I grab Jackson’s shoulder and pull him away, mumbling that I have to steal him away for something. Jackson is shaking, and I wrap my arm around his shoulders. Everyone quiets. They watch us walk toward the building, and they must be confused as hell, possibly mistaking my friendship for intimacy—but the only thing I care about is making sure Jackson doesn’t collapse, especially not before we go into your room to pack up your belongings. At least we’ve figured out a way to turn my running away into something constructive. Even my parents approve. We have to decide what’s okay for Jackson to keep and what should be sent back to your family.

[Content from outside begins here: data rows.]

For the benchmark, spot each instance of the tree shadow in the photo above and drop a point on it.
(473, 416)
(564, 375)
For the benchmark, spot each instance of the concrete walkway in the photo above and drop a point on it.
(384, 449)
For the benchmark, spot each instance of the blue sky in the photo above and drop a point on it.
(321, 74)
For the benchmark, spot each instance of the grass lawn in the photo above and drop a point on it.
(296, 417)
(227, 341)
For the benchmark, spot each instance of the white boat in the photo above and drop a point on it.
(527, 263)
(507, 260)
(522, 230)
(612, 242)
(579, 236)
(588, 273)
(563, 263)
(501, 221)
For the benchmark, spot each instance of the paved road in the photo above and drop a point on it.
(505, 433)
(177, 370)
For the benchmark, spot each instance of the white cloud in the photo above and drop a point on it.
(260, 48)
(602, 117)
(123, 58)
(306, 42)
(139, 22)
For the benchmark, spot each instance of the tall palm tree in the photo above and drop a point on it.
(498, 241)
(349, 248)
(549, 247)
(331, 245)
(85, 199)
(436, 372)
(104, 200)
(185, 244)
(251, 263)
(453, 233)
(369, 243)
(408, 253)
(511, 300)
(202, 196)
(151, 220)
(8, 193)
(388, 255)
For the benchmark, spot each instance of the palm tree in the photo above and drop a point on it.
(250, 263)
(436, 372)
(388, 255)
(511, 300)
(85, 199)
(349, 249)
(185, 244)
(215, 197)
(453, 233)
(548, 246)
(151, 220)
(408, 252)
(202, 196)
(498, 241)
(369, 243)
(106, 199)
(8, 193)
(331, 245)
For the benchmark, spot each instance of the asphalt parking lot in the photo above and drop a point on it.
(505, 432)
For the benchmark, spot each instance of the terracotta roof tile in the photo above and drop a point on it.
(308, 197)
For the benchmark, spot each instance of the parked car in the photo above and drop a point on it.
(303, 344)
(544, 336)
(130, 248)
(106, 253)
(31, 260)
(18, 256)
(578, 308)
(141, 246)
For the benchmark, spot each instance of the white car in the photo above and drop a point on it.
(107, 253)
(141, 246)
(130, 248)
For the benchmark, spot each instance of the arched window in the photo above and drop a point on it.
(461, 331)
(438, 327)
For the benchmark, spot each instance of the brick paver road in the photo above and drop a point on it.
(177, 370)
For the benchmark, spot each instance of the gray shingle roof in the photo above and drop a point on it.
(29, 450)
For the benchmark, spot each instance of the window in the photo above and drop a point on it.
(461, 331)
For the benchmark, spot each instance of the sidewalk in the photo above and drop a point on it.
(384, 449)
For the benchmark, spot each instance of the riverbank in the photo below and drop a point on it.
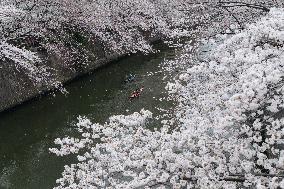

Jackson leads me through the halls. The endless doors are identical, except for some with the occasional flyer or decoration, but Jackson never loses his way. There are still times where I get confused getting home if I go a different route or get too lost in my head or whatever song I’m listening to. But Jackson could probably find his way to your room blindfolded. I know it’s West 10 from all the mail I sent you—but if I’d somehow forgotten and was here without Jackson, it would’ve been easy to figure out by what’s outside: bouquets of flowers, candles, and mourning notes taped to the door.

The lump returns. I can’t read what people say about you; it hurts too much. Jackson and I aren’t the only ones hurting. I don’t know when you gave Jackson a key to your room, but he unlocks it and lets us in, and we’re careful to step over the flowers.

“Here we are.” Jackson’s voice is shaky. “It feels like a ghost town.”

I only know this room through photos you and Jackson posted on social media at the beginning of this semester because you were celebrating being roommate-free for sophomore year. On your desk is your laptop, your iPhone dock-slash-charging station, the pirate bobblehead and coloring books I sent you in my first and last care package, and a Star Wars mug with pens inside. The single bed is unmade. It’s so small, and whenever Jackson slept over, you two must’ve been forced to really push up against each other so no one fell off the edge. I have no idea when you and Jackson had sex for the first time, but the first time you casually mentioned it to me was a couple of months after you were already dating him, a little joke as if you were testing the waters to see if I would laugh. I did, but I knew you could tell it hurt me, because you never brought it up again. Either that or you and Jackson stopped having sex, which, let’s be real . . . I know you.